You brought me here to help the country innovate, how can you ask me tomorrow evening or monday to sign up on this? I really don’t understand what will happen when we say yes to this. Today we should say: we either default now, under our own volition, or we default in three months- when we will be unable to default, because they ll take us to court. If we have lost our dignity now, you shall see how much dignity we ll have then, when they ll be shoving us in front of the Luxembourg courts and wherever else, just because the EFSF decided so.Then we ll say, ok we ‘ll offer the productive base of the country as guarantee- so here s the guarantee demanded by Finland.


It is possible that what I m saying now is 150% wrong. If so I want a written statement from our government that we are not giving away sovereignty. Could all this talk about the minimum salary, about the 13th and 14th salary, the social housing be just a way to obfuscate the real issue? Why did you give us this thing only this morning at 2.30? So that we do not see this issue in there?


In order to find the missing 325 million, I ll propose the following. Since the economy of this country lies in tatters and it has the biggest economic problems of any other European country after WWII, I would ask for Greece the same deal that Germany got. Germany, who was behind both the first and the second world war. I would like for Greece to stop being the country with the 5th largest defence spending in the world.Since we are all showing so much solidarity with each other, Europe should guarantee our borders for the next 10 15 years, so that this part of spending goes to null. We cannot be in the edge of the EU and pay 7% of GDP for defence. Nato, the US, all of us guaranteed Germany’s defence in 1945.

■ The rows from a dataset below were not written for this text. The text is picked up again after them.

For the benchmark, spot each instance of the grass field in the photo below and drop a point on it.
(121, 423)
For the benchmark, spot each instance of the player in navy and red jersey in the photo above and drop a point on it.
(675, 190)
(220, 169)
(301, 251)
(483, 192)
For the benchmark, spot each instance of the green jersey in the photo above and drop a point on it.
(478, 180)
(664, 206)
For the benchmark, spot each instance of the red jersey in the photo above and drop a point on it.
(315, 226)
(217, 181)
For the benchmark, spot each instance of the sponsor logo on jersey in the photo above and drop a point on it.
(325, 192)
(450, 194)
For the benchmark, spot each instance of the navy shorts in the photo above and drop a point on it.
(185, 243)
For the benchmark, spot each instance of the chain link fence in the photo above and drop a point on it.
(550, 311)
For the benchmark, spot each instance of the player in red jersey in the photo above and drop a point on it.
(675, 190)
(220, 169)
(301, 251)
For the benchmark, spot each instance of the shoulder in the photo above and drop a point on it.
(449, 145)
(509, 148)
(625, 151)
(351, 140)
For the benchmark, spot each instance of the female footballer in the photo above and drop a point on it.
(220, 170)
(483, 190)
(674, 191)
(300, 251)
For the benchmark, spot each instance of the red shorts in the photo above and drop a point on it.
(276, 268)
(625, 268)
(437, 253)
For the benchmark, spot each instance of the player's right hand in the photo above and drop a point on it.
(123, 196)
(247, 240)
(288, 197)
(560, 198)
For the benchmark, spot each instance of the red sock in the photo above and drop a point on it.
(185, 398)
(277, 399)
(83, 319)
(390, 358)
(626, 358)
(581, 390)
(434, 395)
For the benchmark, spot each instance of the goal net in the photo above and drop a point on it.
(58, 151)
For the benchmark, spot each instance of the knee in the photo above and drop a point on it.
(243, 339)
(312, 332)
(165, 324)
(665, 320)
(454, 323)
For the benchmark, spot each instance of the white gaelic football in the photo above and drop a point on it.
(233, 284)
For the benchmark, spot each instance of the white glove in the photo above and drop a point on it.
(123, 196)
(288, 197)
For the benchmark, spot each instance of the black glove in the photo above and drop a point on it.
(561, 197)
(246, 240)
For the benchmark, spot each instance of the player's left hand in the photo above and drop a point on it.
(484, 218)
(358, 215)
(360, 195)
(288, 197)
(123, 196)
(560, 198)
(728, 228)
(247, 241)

One other question. Which gentleman will sign this paper as legal advisor? A signature of legal advisor is required. Who is the legal advisor of the greek state who will sign that it s ok to adjudicate disputes in the courts of another country?   Last thing. Has any part of this memorandum been written in Greece? Excuse me, it s the first time I am so outraged. There is “Paris” and “Brussels” written under all these papers. We ve learned how to read and we ve read it. Please answer those questions.” 

 

Despite the revealing outburst, the next evening, while hundreds of thousands were protesting in Athens, suffocating from tear gas smoke, while riots raged and fires burned, Panaritis voted in favour of the measures she so aptly criticized. She tweeted that she received writen assurances from the greek government on the primacy of Greek law. And in a interview with NPR she added “We don't really know how a default looks like in Greece. Personally, I have lived through defaults, and that was one of the reasons that I was voting yes.”

How convincing is all this? Are we no longer facing “a choice between default now and default in three months?” Has the loan agreement no longer been written in “Paris and Brussels”? Are “written assurances from the Greek government” more valid than provisions of the loan aggreement? Have our lenders insisted on bonds governed under English law for nothing? Why did they bother, then?

In a few years, from the safety of her new office in Washington D.C. Ms Panaritis may wish to explain to any Greek willing to listen what transpired between this resounding speech against the bailout and her vote in favour of it the very next day.